Reacting to the Government plans of introducing mandatory vaccines, MHRC says: 
“These new measures have direct impact on the employment of human rights. A fundamental principle within international human rights law is that vaccinations, like any other medical interventions must be based on the recipient’s free and informed consent. Compulsory vaccination is an interference with the human right of bodily integrity, which is a part of the right to private life enshrined in the Universal Declaration of Human Rights.

“Ultimately, international law provides a strong indication that the right not to be subjected to medical treatment is an absolute right that cannot be limited. This ought to set a very high bar on any attempt to mandatory forms of medical treatment — including vaccination. Government should consider multiple interests, that is, individual human rights and collective rights – All protected by human rights law – and strike a fair balance between them,” the Commission adds.

The Commission further says Government must not substitute public health promotion campaigns with a mandate.

“In this regard, the Commission is not in support of mandatory Covid-19 vaccination as it violates fundamental human rights as guaranteed by the Constitution of the Republic of Malawi and other international human rights instruments, even if the issue of collective or public rights is brought into the equation.

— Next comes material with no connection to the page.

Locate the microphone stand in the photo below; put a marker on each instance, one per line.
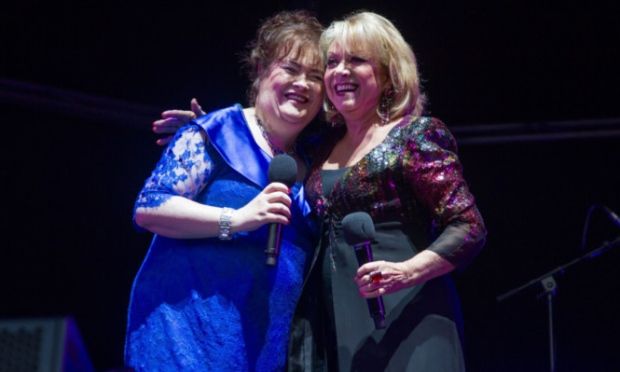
(549, 285)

“While the Commission has always supported voluntary vaccination, it is of the view that the public by now should be able to assess the greater benefits for itself in being vaccinated, and should weigh these benefits against defending their rights.


The Commission therefore advises Government to maintain its current position that Covid-19 vaccination is voluntary and embark on massive civic education and campaigns, aimed at demystifying the myths of vaccines so that people can make informed decisions regarding the vaccine. The strategy should aim at making as many people as possible access vaccination services voluntarily, and not by coercion,” the Commission’s Statement said.

Recently High and Supreme Courts in Kenya and USA have thrown out the mandatory COVID-19 vaccine describing them as gross violations of basic human rights.

The courts said, ‘vaccines must be available for all but not mandatory to people because individuals have a right to seek medical counsel from their private doctors in manner they want.”

Practically the MHRC Statement also ‘cancels’ Malawi Parliament decision to order its employees and Members of Parliament to show their COVID-19 Certificates before entering its premises.

Another Human Rights Body, the Centre for Democracy and Economic Development Initiatives(CDEDI) also Tuesday, 21, 2021 through a Press Statement tore apart President Chakwera’s plans to issue mandatory COVID-19 vaccines to the citizens describing the move as ‘abominable sin’ contrary to the dictates of the Constitution of Malawi.

Recently COVID-19 cases have continued to spike in the country with numbers reaching close to a thousand per day.